Profit for the year and actions of the Board of Trustees
BI is organized as a self-owned foundation whose sole purpose is education and research. All value creation at BI shall be spent on strengthening the operation and the students’ learning, which implies that any financial profit is allocated to increased research activities and the development of the school’s programmes and courses. The Foundation BI Norwegian Business School is the parent company in a group structure consisting of the wholly owned subsidiaries BI-bygget D-Blokka AS, Sandakerveien D-Blokka AS, Sandakerveien 116-118 AS, Bedriftsøkonomisk Institutt AS and Studentenes Hus AS. The business address of all the companies is Nydalsveien 37, Oslo. Among the subsidiaries only BI-Bygget D-Blokka AS has had any activities in 2020 through the letting of premises in the D-Blokka (D block). BI-Bygget D-Blokka AS owns 21.7 per cent, whereas the Foundation BI Norwegian Business School owns 78.3 per cent of the property in Oslo. The group’s turnover in 2020 totalled NOK 1,716 million and the operating profit amounted to NOK 124.2 million.
In 2020, the financial result for BI Norwegian Business School totalled NOK 139.7 compared to a budget of NOK 30.6 million. The Board is satisfied with BI’s financial result.
BI achieved a growth in income of NOK 76,3 million from 2019. The increase represents about 4.7 % and resulted in a total turnover of NOK 1,691.8 of which the government subsidy amounted to NOK 365 million or 21.6 % of the turnover. Revenues from teaching increased by NOK 63.5 million to NOK 1,250 million, which can be ascribed to high admission numbers to the full-time programmes in the autumn of 2020.
The operating profit increased from NOK 103.7 million in 2019 to NOK 106.3 million in 2020. Part of the reason for this good operating profit is a non-recurring impact in connection with the closing of pension schemes that took place at the end of 2020. The non-recurring impact of the closing resulted in a cost reduction of NOK å 32.8 million. Adjusted for this non-recurring impact, the operating profit amounted to NOK 73.5 million. In the operating profit for 2019 a nonrecurring impact was also included due to the change in the pension scheme of the Norwegian Public Service Pension Fund.
A large share of the cost base is related to salaries and social costs. If adjustments are made for non-recurring effects related to pensions in 2019 and 2020, salaries and social costs have increased by 4.7 %. This is related to the wage settlement for employees, and a net growth of 49 persons in the number of employees at the end of the year. In 2020 other costs were reduced by NOK 27.4 million.

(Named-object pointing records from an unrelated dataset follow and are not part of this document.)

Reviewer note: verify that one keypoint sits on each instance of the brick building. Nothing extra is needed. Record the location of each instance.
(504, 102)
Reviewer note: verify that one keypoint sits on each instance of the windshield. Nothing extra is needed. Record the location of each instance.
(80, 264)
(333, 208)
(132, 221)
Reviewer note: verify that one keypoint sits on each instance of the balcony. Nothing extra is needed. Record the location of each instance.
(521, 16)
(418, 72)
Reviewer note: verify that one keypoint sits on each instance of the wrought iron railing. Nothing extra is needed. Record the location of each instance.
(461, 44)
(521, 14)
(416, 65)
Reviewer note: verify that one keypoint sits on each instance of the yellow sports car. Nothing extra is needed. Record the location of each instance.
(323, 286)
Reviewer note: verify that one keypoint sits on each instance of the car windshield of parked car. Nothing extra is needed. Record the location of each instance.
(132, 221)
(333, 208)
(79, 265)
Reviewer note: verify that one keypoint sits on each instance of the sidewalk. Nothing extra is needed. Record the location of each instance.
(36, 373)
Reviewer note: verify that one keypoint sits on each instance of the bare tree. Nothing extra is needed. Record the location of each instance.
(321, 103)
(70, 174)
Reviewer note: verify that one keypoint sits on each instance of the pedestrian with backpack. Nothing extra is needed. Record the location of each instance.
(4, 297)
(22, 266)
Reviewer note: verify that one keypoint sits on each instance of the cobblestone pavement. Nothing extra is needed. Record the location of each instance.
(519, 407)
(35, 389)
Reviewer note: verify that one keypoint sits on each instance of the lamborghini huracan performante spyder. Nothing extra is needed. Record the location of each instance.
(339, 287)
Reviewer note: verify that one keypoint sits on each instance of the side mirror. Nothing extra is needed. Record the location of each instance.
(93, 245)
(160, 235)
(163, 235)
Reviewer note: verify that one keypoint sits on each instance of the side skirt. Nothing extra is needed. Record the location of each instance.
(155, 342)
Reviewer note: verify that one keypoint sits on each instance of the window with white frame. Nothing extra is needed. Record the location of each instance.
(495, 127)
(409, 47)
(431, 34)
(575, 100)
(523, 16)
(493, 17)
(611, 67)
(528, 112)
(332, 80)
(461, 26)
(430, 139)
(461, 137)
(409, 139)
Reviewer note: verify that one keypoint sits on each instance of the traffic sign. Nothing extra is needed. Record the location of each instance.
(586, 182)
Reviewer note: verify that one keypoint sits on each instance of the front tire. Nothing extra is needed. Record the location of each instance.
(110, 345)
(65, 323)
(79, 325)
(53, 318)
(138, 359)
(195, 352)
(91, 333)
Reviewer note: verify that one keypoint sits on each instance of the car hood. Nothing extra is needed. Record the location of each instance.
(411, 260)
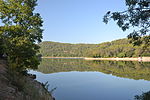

Due to the ongoing pandemic, considerable movements related to individual items under other costs have to some extent taken place. Like everybody else in Norwegian working life, BI’s employees have experienced a new reality with less travel and commuting, as well as a changed meeting structure. Travel and meeting costs were down by NOK 36.9 million as compared to 2019, which represents a reduction of 71.7 %. Digital expenses increased by 19.3 %. In 2020 the Board has reallocated NOK 30 million in cost savings, as a consequence of reduced travel, to increased investments in digital infrastructure in lecture theatres and classrooms. This has been done to maintain the students’ learning outcome through high-quality digital teaching. The Board would like to emphasize the importance of the organization learning from the past year, and that it translates this learning into positive changes and new opportunities in the time to come.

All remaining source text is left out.